Ainsi, la ville de Zurich a décidé de limiter l’usage des souffleuses – uniquement électriques – à la période automnale, comme le fait déjà le canton de Genève. En France, depuis quelques jours – le 4 juin -, l’usage des tondeuses à essence est interdit dans 23 départements durant plusieurs heures de la journée. Des communes, dont Paris, l’ont restreint, y compris dans les espaces publics. En Norvège, de nombreuses collectivités locales imposent déjà une transition vers l’électrique pour les prestataires de jardinage. En Grande-Bretagne, des initiatives prônant l’interdiction de la tonte en mai, et ce, pour préserver les pollinisateurs et protéger les fleurs sauvages – particulièrement importants durant ce mois de l’année -, gagnent du terrain. Cependant, c’est en Californie que le cap a été franchi avec l’interdiction totale des ventes et de l’utilisation de ces engins à essence depuis 2024 ; sans pour autant mettre un secteur économique à genoux, comme semble le craindre le Conseil fédéral.

Preuve en est que la transition progressive vers des appareils électriques – désormais matures, fiables et accessibles – est possible, car, contrairement à d’autres domaines, les alternatives existent pour les machines de jardin, tant pour les particuliers que pour les professionnels. Ce n’est pas compliqué de les mettre en place. C’est d’autant moins difficile que la motion stipule explicitement que le Conseil fédéral peut prévoir des accompagnements financiers afin de faciliter l’acceptation de cette mesure par la population.

En dépit de l’objectif simple et atteignable de la motion, qui est de remplacer des machines polluantes par des alternatives propres, silencieuses et disponibles, le Conseil fédéral s’y oppose, car il voit un risque d’entrave au commerce. Or, cette mesure ne vise que les ventes de nouveaux appareils, ce qui laisse le temps d’adapter l’offre et n’affecte pas celles et ceux qui possèdent aujourd’hui un modèle à essence. La date de fin de 2025 envisagée dans cette motion, qui date – je le rappelle – de 2023, peut bien sûr être repoussée à 2027, 2028 ou à quand cela sera possible. Le gouvernement évoque également l’essence alkylée comme solution propre. Or, cette essence n’en reste pas moins un produit fossile qui n’élimine ni les nuisances sonores ni l’exposition des utilisateurs au gaz d’échappement.
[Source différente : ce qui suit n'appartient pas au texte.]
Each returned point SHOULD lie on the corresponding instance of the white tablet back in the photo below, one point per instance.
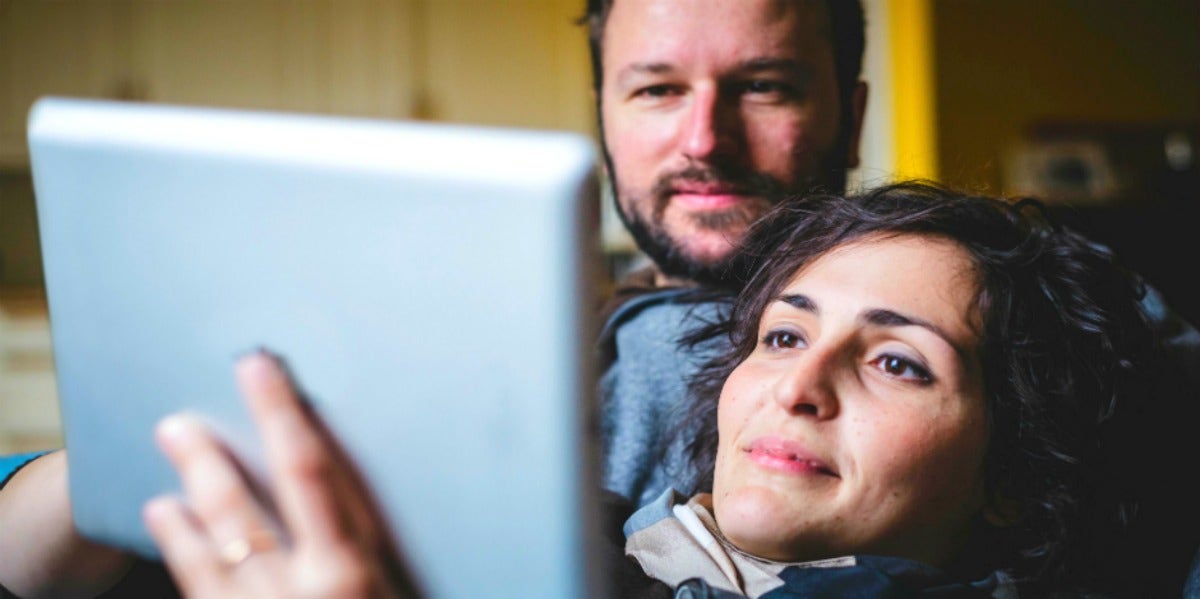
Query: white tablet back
(429, 286)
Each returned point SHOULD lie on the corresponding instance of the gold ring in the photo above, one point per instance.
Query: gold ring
(239, 550)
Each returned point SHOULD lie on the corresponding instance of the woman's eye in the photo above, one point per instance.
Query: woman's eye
(783, 340)
(903, 367)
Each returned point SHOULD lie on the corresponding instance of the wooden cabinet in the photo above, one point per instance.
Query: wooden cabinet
(513, 63)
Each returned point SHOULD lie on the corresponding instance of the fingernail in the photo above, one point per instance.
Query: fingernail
(256, 364)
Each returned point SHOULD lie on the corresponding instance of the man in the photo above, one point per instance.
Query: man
(711, 113)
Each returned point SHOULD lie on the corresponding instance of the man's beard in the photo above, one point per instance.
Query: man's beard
(759, 190)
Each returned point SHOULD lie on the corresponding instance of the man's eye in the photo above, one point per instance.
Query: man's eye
(903, 367)
(768, 88)
(655, 91)
(783, 340)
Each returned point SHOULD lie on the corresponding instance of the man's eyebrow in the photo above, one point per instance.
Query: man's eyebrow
(775, 64)
(882, 317)
(636, 69)
(799, 301)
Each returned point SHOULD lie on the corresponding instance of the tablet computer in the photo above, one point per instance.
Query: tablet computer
(427, 283)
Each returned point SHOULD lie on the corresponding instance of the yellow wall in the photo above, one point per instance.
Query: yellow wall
(1003, 65)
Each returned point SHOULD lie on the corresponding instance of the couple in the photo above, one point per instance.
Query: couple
(707, 109)
(922, 391)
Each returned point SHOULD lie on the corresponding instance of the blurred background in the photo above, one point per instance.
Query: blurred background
(1091, 105)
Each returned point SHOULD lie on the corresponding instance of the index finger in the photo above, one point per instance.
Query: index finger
(309, 483)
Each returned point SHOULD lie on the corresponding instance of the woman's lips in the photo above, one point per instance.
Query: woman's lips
(780, 454)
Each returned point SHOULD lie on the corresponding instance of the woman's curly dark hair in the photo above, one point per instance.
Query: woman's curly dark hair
(1066, 353)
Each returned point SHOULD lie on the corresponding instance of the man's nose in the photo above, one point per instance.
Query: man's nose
(711, 125)
(809, 385)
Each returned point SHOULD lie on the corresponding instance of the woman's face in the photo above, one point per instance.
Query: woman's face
(857, 425)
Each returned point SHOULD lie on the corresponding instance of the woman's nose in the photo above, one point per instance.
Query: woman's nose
(808, 385)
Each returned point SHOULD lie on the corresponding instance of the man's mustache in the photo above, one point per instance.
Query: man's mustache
(739, 181)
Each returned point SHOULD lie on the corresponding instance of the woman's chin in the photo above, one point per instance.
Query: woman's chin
(760, 522)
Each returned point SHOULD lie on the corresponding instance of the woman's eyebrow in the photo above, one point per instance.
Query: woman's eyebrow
(883, 317)
(799, 301)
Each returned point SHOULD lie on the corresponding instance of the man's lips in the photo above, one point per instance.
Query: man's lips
(780, 454)
(706, 196)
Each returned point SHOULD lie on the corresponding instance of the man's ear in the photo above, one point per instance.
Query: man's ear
(858, 107)
(1001, 511)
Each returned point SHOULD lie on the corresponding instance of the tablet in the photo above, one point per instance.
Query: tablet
(427, 283)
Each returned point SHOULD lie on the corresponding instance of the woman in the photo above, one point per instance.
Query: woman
(918, 375)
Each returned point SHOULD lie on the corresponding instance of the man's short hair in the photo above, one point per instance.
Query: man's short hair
(847, 36)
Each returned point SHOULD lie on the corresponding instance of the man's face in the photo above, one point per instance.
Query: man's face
(713, 111)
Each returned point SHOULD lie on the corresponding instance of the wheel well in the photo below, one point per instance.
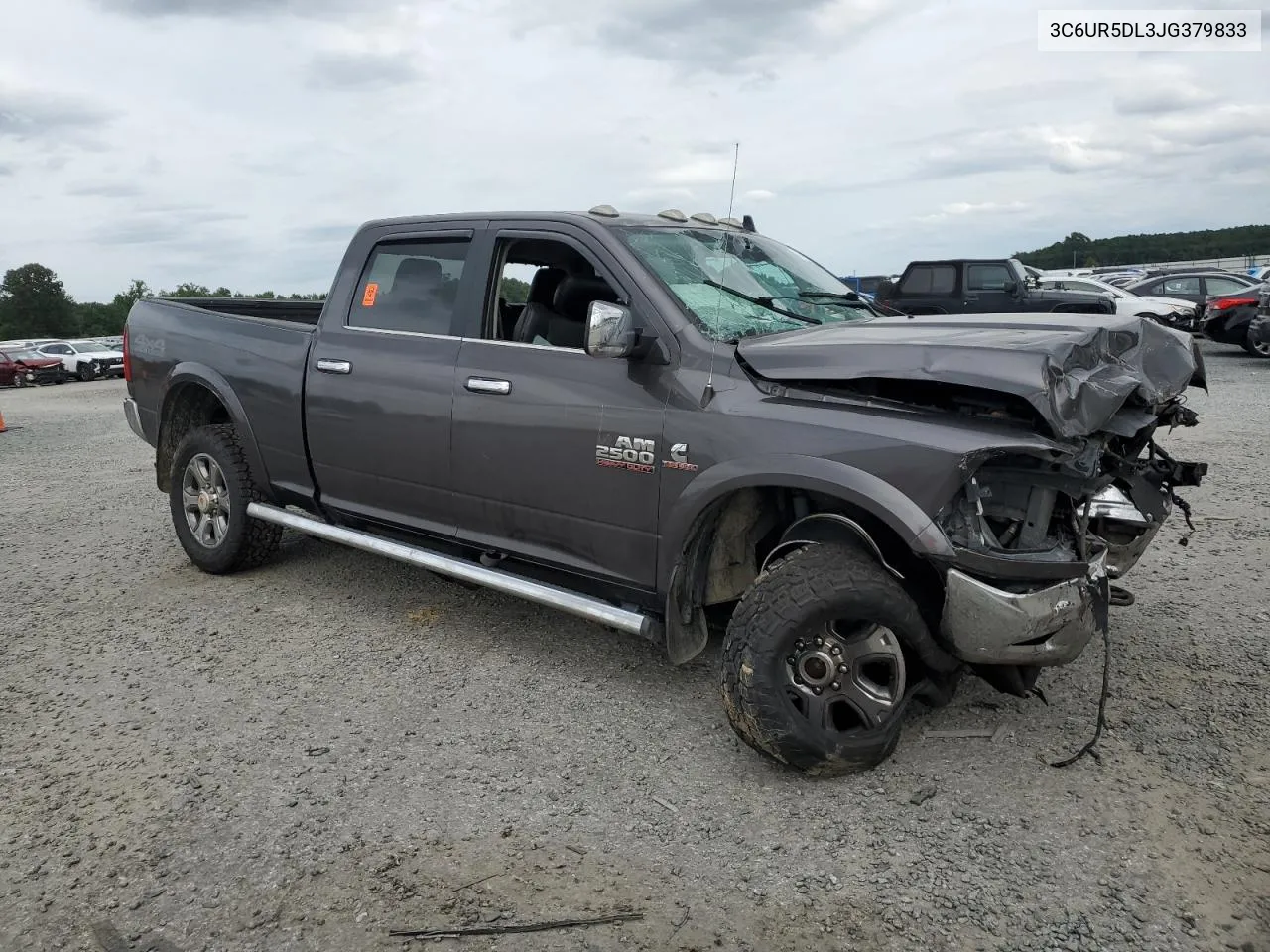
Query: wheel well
(730, 540)
(189, 407)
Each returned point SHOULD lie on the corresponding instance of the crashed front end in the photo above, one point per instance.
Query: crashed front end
(1040, 537)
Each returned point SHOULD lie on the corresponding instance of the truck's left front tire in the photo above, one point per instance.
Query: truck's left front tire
(209, 488)
(818, 665)
(1256, 341)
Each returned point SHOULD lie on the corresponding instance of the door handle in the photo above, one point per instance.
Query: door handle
(484, 385)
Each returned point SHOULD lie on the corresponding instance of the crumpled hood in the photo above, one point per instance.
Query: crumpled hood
(1078, 371)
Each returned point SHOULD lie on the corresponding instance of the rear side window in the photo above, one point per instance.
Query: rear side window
(1182, 286)
(411, 287)
(1224, 286)
(930, 280)
(987, 277)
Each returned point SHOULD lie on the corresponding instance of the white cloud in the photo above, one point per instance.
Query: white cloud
(871, 131)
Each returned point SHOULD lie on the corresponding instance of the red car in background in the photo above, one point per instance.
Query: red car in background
(21, 367)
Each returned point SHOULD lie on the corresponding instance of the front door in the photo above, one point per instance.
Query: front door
(985, 289)
(557, 454)
(380, 384)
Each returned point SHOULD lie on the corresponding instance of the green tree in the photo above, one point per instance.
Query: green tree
(187, 289)
(1236, 245)
(35, 303)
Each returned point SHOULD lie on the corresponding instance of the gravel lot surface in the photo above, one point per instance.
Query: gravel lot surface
(313, 754)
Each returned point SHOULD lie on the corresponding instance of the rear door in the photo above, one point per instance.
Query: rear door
(985, 289)
(557, 454)
(928, 289)
(380, 380)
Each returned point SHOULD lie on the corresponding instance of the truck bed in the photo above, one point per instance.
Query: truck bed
(272, 308)
(258, 350)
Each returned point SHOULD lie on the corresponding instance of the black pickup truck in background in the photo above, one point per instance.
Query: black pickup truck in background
(982, 286)
(689, 426)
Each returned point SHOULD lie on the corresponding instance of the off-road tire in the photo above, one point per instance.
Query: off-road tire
(813, 583)
(248, 542)
(1256, 341)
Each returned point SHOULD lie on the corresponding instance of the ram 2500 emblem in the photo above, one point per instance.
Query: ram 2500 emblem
(627, 453)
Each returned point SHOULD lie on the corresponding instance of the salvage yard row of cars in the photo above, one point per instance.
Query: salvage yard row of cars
(1219, 304)
(53, 361)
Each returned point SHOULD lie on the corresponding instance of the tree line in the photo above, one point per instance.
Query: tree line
(1080, 250)
(35, 303)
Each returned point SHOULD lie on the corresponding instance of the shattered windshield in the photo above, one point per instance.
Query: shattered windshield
(739, 285)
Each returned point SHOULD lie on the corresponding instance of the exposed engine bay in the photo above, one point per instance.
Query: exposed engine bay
(1112, 493)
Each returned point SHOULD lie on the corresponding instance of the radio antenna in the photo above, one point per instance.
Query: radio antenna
(735, 162)
(714, 338)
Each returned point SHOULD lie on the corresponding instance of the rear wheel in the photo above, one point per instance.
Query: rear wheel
(1257, 340)
(817, 665)
(209, 488)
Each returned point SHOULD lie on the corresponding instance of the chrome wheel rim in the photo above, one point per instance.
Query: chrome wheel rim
(206, 500)
(846, 676)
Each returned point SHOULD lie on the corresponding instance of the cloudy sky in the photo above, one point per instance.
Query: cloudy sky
(240, 141)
De manière générale, il apparaît que les normes en vigueur sur le bruit et la qualité de l’air ne suffisent pas. Elles ne prennent pas en compte les effets cumulatifs de ces appareils dans des quartiers résidentiels de plus en plus densément peuplés. Elles laissent la charge de la preuve et de la plainte aux citoyens. Ce n’est pas une politique proactive qui devrait placer les obligations constitutionnelles de la Confédération, que sont la protection de la santé et la protection de l’environnement, au coeur de cette discussion.
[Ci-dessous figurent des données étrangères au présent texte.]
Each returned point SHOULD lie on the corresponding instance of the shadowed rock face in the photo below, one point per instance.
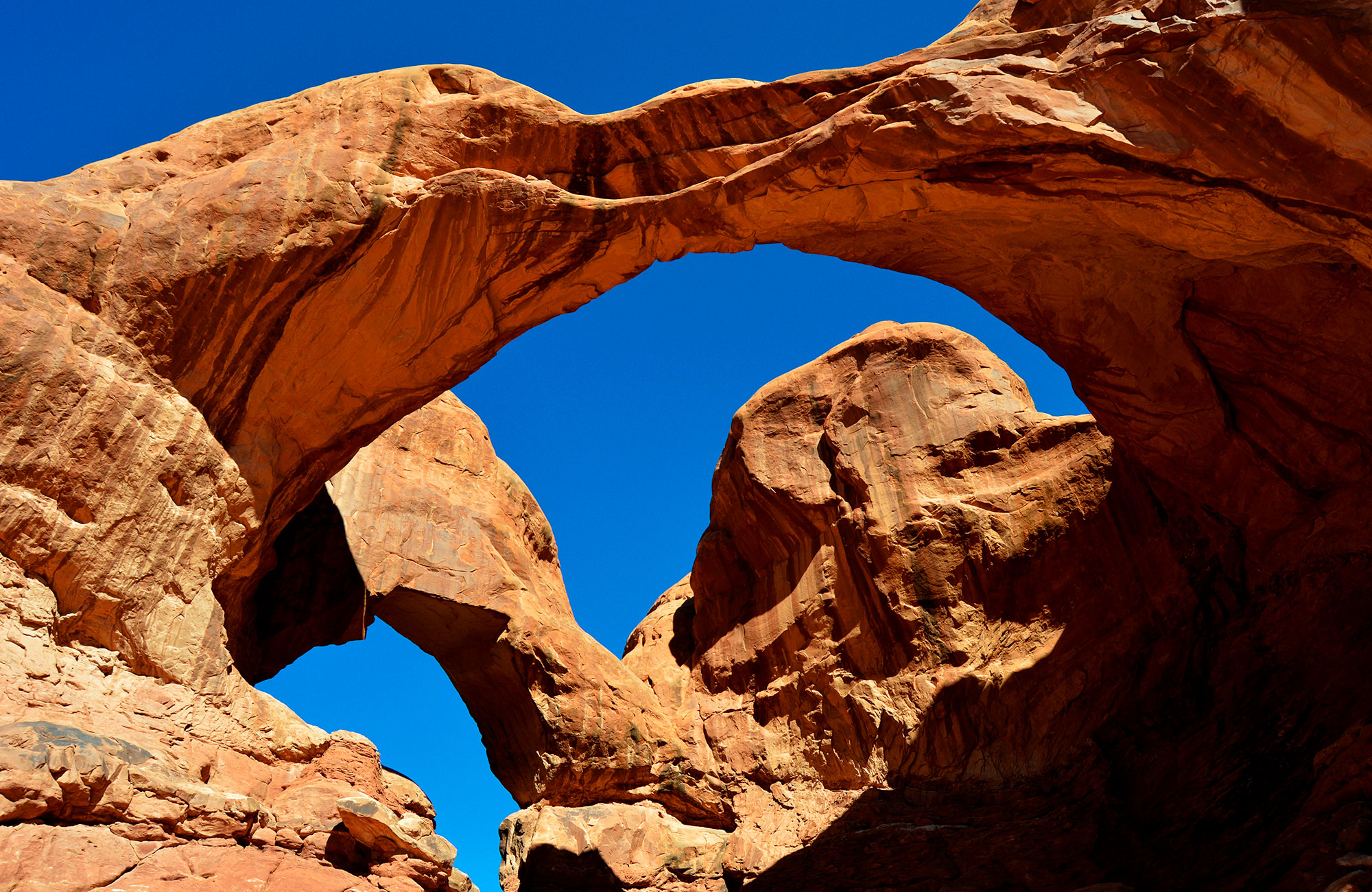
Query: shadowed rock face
(1171, 198)
(458, 556)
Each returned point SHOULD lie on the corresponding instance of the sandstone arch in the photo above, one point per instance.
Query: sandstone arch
(1171, 198)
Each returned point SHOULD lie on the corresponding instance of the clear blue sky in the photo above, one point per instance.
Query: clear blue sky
(614, 415)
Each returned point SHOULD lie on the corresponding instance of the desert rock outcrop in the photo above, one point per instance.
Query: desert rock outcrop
(458, 556)
(1172, 198)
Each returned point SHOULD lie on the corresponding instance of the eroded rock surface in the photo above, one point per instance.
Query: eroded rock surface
(460, 559)
(1170, 197)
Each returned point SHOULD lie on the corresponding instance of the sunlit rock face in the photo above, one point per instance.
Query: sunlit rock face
(458, 556)
(1171, 198)
(917, 605)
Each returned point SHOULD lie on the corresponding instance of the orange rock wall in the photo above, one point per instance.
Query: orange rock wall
(1170, 197)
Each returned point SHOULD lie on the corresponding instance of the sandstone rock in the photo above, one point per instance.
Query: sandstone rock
(234, 869)
(61, 860)
(633, 847)
(379, 828)
(459, 558)
(1170, 197)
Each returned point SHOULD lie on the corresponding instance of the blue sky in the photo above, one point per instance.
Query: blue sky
(614, 415)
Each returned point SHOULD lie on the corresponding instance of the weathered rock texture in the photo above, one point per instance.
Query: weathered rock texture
(460, 559)
(1172, 198)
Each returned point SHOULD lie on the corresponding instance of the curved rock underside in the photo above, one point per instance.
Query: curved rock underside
(932, 639)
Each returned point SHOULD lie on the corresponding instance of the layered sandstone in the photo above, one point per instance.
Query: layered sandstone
(1170, 197)
(458, 556)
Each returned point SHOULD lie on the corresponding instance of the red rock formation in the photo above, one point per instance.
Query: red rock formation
(462, 561)
(1170, 197)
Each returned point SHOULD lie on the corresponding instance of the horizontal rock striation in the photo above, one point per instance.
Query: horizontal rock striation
(1172, 198)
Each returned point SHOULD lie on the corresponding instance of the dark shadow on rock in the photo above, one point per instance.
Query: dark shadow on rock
(549, 869)
(314, 596)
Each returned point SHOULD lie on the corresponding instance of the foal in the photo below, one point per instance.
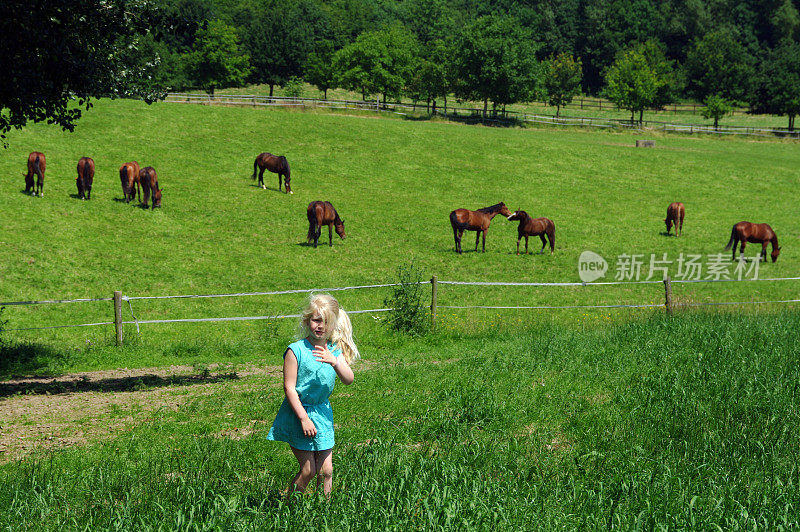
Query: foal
(756, 233)
(675, 213)
(467, 220)
(534, 227)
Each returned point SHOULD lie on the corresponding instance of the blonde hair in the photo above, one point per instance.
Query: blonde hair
(337, 324)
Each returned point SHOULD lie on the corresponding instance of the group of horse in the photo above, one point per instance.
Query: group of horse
(143, 182)
(741, 233)
(466, 220)
(132, 178)
(318, 213)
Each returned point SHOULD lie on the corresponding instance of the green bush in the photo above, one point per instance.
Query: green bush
(294, 88)
(408, 315)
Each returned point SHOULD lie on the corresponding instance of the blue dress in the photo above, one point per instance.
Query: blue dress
(315, 382)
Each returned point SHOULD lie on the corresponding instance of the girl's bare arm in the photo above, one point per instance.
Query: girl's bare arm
(340, 365)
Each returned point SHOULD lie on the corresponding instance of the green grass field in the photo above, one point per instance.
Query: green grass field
(591, 110)
(509, 419)
(394, 182)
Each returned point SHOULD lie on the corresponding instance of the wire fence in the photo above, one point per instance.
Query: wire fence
(471, 113)
(668, 304)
Vous le voyez : cette motion est une opportunité de transition rapide, sans perte économique, sans changement d’habitude brutal pour les citoyens et qui procurerait des bénéfices immédiats – meilleure qualité de l’air, diminution du bruit et réduction concrète, même modeste, de notre dépendance aux énergies fossiles.
Merci de soutenir cette motion en ayant à l’esprit que ce sont bien sûr les petits ruisseaux qui font les grandes rivières, car c’est bien la somme de ces petits gestes qui nous permettra, en définitive, d’atteindre nos objectifs climatiques.